Partnering with Congress
In addition to using Executive Orders and multilateral sanctions to intensify the consequences for Iran's failure to comply with its international obligations, the Obama Administration has worked with Congress examining new sanctions legislation, and has made full use of existing legislative authorities.
The FY 2012 National Defense Authorization Act (NDAA), which was enacted in December 2011, contained new sanctions on the Central Bank of Iran that the Administration has used to great effect to undermine Iran's ability to sell its oil internationally.
In June 2010, President Obama worked with Congress to pass the Comprehensive Iran Sanctions, Accountability and Divestment Act of 2010 (CISADA), which strengthened existing U.S. sanctions against Iran in the areas of refined petroleum sales, serious human rights abuses, and Iran's access to the international financial system.

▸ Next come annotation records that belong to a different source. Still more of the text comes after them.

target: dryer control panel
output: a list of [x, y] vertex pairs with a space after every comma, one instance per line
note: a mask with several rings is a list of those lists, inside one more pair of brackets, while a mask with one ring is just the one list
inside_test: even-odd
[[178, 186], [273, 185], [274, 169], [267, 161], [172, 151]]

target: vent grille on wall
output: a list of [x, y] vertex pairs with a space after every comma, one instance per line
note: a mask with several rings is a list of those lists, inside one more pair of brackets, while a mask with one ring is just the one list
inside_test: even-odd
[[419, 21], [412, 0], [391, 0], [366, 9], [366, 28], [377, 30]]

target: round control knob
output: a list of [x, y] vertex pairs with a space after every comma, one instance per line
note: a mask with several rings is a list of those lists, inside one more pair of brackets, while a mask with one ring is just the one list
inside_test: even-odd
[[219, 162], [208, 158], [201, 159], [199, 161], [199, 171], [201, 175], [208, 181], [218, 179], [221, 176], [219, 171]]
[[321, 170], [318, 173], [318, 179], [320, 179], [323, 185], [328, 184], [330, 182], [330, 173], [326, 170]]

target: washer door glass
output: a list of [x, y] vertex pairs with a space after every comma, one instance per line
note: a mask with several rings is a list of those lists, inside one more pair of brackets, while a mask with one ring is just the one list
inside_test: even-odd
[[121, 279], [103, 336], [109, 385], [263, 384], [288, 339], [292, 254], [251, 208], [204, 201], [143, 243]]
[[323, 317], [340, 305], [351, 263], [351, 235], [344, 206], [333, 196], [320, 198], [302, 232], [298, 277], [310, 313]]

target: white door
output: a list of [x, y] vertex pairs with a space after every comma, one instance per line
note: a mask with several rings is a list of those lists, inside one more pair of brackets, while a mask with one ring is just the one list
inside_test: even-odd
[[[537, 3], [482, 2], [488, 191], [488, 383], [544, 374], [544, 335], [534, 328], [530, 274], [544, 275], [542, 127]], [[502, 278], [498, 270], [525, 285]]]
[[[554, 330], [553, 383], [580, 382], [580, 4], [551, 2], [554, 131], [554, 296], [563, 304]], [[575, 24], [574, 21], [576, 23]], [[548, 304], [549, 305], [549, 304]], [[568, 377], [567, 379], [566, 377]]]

Rallying the International Community
With President Obama's leadership, the United States gained the support of Russia, China, and other nations to pass United Nations Security Council Resolution 1929 in June 2010, which created the most comprehensive and stinging international sanctions the Iranian regime has ever faced.
The Obama Administration also worked with allies such as the European Union, Japan, the Republic of Korea, Australia, Canada, and others to adopt additional national measures to increase pressure on the Iranian regime, including in the financial, banking, insurance, transportation, and energy sectors. Iran is now cut off from large parts of the international financial system and we are working aggressively to isolate Iran even further. In one of the most recent actions, the European Union's embargo on Iranian oil went into full effect on July 1. This action, coupled with reductions from other countries, has cost Iran billions of dollars per month thanks to disrupted oil sales of up to 1 million barrels per day.
Targeting the Iranian Regime's Nuclear Program Through Its Oil Revenues
The Administration has used sanctions to convince major oil companies to withdraw from Iran's oil fields, leading the Iranian Oil Ministry to acknowledge publicly in 2011 that it is $100 billion short in the investment it needs to develop this sector.
In 2010, Ali Salehi, the former head of the Atomic Energy Organization of Iran, admitted that sanctions have delayed Iran's enrichment program.
Iran has lost billions in oil revenue, and every major importer of Iranian oil has reduced significantly their purchases of Iranian oil, leading to at an estimated loss of 700,000 - 1,000,000 barrels per day of oil no longer being sold by Iran.
Iran's currency has plummeted in value, complicating Iran's ability to engage in international commerce. We estimate that the Rial has lost almost 38 percent of its value in the past year.
Firms as diverse as Ernst & Young, Daimler AG, Caterpillar, ENI, Total, and hundreds more have divested themselves of their interests in Iran to avoid the reputational risks and, consequently, undermined further Iran's access to the international economy.
Even as we intensify our pressure on the Iranian government, we hold open the door to diplomacy. Iran can choose to abide by its international obligations, honor its commitments to the International Atomic Energy Agency, and prove that its intentions are peaceful. The United States remains committed to a diplomatic solution, but the onus is on Iran. If the Iranian government continues it defiance, there should be no doubt that the United States and our partners will continue to hold Iran accountable.